First Author  Ren Q Year  2007
Journal  Mol Biol Cell Volume  18
Issue  1 Pages  24-33
PubMed ID  17065550 Mgi Jnum  J:121010
Mgi Id  MGI:3709109 Doi  10.1091/mbc.E06-09-0785
Citation  Ren Q, et al. (2007) Endobrevin/VAMP-8 is the primary v-SNARE for the platelet release reaction. Mol Biol Cell 18(1):24-33
abstractText  Platelet secretion is critical to hemostasis.

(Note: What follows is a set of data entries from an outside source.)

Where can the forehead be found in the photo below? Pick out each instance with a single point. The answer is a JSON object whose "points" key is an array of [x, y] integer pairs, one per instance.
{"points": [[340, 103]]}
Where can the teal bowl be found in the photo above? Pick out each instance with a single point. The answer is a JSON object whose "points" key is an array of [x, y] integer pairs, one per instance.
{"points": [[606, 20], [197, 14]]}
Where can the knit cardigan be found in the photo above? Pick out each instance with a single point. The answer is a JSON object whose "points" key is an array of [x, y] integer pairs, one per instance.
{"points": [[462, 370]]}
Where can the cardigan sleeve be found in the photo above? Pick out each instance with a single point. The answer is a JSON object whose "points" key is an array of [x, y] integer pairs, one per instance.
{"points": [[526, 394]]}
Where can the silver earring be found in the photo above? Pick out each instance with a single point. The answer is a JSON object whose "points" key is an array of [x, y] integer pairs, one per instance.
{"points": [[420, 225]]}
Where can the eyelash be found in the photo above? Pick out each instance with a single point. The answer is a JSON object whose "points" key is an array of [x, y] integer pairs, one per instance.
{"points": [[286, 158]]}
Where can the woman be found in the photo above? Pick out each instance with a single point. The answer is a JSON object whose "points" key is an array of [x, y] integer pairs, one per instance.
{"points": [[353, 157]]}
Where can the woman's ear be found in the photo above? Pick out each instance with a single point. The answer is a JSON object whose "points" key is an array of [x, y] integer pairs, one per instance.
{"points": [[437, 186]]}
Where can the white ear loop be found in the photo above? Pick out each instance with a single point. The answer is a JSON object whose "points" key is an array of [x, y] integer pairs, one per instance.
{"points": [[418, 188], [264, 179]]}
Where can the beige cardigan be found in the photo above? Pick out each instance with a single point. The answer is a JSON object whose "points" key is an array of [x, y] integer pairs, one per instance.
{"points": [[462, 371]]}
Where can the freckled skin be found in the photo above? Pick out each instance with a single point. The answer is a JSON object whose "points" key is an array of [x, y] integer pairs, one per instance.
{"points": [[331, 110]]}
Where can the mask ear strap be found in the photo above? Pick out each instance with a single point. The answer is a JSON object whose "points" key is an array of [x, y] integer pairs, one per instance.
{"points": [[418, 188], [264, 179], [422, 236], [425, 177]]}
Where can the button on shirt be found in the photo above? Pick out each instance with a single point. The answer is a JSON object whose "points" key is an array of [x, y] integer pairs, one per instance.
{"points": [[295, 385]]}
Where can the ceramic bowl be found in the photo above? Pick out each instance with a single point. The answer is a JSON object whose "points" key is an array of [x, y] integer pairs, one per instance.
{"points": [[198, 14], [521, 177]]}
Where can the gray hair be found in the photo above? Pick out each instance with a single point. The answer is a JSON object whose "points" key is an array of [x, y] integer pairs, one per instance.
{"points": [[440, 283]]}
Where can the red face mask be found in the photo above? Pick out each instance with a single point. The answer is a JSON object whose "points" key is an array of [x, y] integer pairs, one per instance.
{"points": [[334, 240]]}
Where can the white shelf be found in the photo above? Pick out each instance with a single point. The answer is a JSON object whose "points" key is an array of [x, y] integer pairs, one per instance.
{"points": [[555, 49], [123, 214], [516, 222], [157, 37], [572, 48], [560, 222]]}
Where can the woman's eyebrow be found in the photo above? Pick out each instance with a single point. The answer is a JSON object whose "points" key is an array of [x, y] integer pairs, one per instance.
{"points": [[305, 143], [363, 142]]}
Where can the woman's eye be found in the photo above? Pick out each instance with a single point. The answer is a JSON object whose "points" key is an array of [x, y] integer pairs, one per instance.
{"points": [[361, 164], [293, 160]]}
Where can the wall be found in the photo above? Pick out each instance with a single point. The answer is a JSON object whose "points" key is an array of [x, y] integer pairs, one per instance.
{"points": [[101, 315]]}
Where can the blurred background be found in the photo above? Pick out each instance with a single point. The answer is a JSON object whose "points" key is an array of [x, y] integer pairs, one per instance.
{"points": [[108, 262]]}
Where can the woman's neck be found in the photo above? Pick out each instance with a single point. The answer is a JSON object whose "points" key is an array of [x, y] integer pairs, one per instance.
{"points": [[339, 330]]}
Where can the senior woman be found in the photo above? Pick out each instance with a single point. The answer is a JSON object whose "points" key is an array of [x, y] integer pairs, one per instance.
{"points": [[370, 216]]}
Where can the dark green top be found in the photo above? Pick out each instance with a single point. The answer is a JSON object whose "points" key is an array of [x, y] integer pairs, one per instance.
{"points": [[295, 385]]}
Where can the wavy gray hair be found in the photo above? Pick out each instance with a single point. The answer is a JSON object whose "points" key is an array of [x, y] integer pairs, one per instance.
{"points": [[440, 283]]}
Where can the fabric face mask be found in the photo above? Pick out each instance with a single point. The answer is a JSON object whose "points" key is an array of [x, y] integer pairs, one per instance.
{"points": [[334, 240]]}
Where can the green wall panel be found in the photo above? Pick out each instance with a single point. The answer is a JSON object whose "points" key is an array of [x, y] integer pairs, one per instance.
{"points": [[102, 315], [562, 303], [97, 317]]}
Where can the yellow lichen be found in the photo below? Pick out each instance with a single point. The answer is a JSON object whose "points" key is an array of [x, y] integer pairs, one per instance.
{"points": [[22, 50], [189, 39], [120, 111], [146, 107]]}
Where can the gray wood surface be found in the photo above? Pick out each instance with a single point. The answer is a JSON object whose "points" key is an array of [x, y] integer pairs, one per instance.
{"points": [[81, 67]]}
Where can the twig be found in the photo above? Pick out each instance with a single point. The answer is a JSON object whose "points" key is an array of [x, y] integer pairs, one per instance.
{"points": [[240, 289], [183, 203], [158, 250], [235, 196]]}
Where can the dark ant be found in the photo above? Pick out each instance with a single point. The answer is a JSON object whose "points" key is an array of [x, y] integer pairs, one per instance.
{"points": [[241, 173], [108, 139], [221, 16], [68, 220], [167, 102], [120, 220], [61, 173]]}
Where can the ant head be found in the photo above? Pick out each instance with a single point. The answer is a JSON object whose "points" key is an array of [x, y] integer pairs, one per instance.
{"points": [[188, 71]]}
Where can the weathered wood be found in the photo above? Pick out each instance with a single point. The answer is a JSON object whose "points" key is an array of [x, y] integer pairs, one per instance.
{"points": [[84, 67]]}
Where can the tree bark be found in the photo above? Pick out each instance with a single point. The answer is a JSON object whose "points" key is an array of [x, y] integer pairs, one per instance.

Release of granular cargo is mediated by soluble NSF attachment protein receptors (SNAREs), but despite consensus on t-SNAREs usage, it is unclear which Vesicle Associated Membrane Protein (VAMPs: synaptobrevin/VAMP-2, cellubrevin/VAMP-3, TI-VAMP/VAMP-7, and endobrevin/VAMP-8) is required. We demonstrate that VAMP-8 is required for release from dense core granules, alpha granules, and lysosomes. Platelets from VAMP-8-/- mice have a significant defect in agonist-induced secretion, though signaling, morphology, and cargo levels appear normal. In contrast, VAMP-2+/-, VAMP-3-/-, and VAMP-2+/-/VAMP-3-/- platelets showed no defect. Consistently, tetanus toxin had no effect on secretion from permeabilized mouse VAMP-3-/- platelets or human platelets, despite cleavage of VAMP-2 and/or -3. Tetanus toxin does block the residual release from permeabilized VAMP-8-/- platelets, suggesting a secondary role for VAMP-2 and/or -3. These data imply a ranked redundancy of v-SNARE usage in platelets and suggest that VAMP-8-/- mice will be a useful in vivo model to study platelet exocytosis in hemostasis and vascular inflammation.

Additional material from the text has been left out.